ABC reports on the statistic that about one out of every four teenagers in the United States smokes tobacco cigarettes:
Despite decades of anti-smoking education, one in four U.S. high school seniors still smokes. And three in four high school smokers continue to smoke as adults, according to a new report from the U.S. Surgeon General.
I crunched the numbers. According to that quote, the total number of people we would expect to be smokers in the USA would be (25% x 75%) = 18.75%. The CDC has estimated that the total number of smokers in the United States is 19.3%.

Told from one perspective, we could point to the terrors of teens who learn to smoke at an early age. The idea here is that so many of them continue smoking into adulthood (virutally all of them, in fact), that we should do everything in our power to stop teens from smoking.

But haven't we already done that? Short of making tobacco illegal, what more can we do? And considering how many people use illegal drugs, it's safe to say that even making tobacco illegal is insufficient to prevent people from smoking it.

We have sunk millions and millions of dollars into the lost cause preventing teen smoking. Considering all the money we've spent, the total percentage of teens who smoke is greater than the percentage of smokers across the entire population.

Is this sufficient evidence to suggest that the money we have spent on this was a waste and that our anti-smoking campaigns have been failures? If not, what is sufficient evidence?


1 comment:

  1. It is not clear, as there are many missing data here. For example, what is the delta in the teen smoking rate? What is the budget spent encouraging teens to smoke? What is the distribution of teen smokers among ethnic groups, income levels, and residence? I'm sure the rate of smoking has decreased in my lifetime, so I'd say it's justified.
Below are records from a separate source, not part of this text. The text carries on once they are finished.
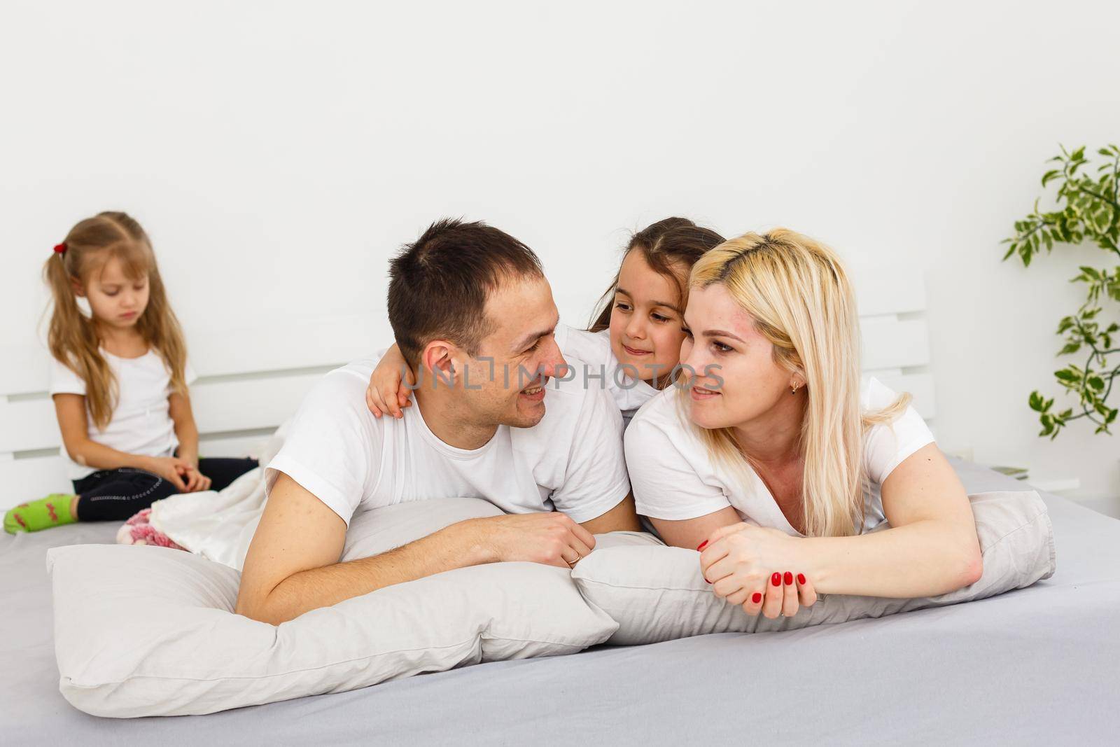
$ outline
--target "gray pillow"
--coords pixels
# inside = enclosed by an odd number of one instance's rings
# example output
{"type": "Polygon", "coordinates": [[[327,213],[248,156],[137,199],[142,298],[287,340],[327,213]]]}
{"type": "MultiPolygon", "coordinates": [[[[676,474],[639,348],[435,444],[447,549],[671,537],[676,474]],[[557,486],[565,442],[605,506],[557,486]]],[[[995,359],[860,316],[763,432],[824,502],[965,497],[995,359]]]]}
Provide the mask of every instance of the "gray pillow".
{"type": "MultiPolygon", "coordinates": [[[[351,524],[343,557],[367,557],[500,513],[476,498],[364,512],[351,524]]],[[[95,716],[211,713],[465,664],[573,653],[617,627],[584,601],[568,570],[539,563],[438,573],[279,626],[234,615],[240,573],[180,550],[71,545],[50,550],[47,568],[59,690],[95,716]]]]}
{"type": "MultiPolygon", "coordinates": [[[[983,575],[956,591],[920,599],[827,595],[793,617],[747,615],[711,592],[694,550],[664,547],[652,535],[637,547],[609,547],[577,563],[584,598],[618,623],[608,643],[634,645],[708,633],[763,633],[881,617],[982,599],[1054,573],[1054,532],[1035,492],[969,496],[983,553],[983,575]]],[[[884,526],[884,525],[880,525],[884,526]]]]}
Depending on the other variables, it may be worth refocusing efforts to better reach the demographics that are worst affected, however.

    Smoking is a particular problem, in that the negative health impact affects many more people that those who partake in it, as well as the destruction of public environments from the smoke and litter. As such, government intervention is required to improve the average quality of life for the citizens. Since no one likes government regulation, I would definitely say that a higher price tag is justified if this can be accomplished by education instead of regulation.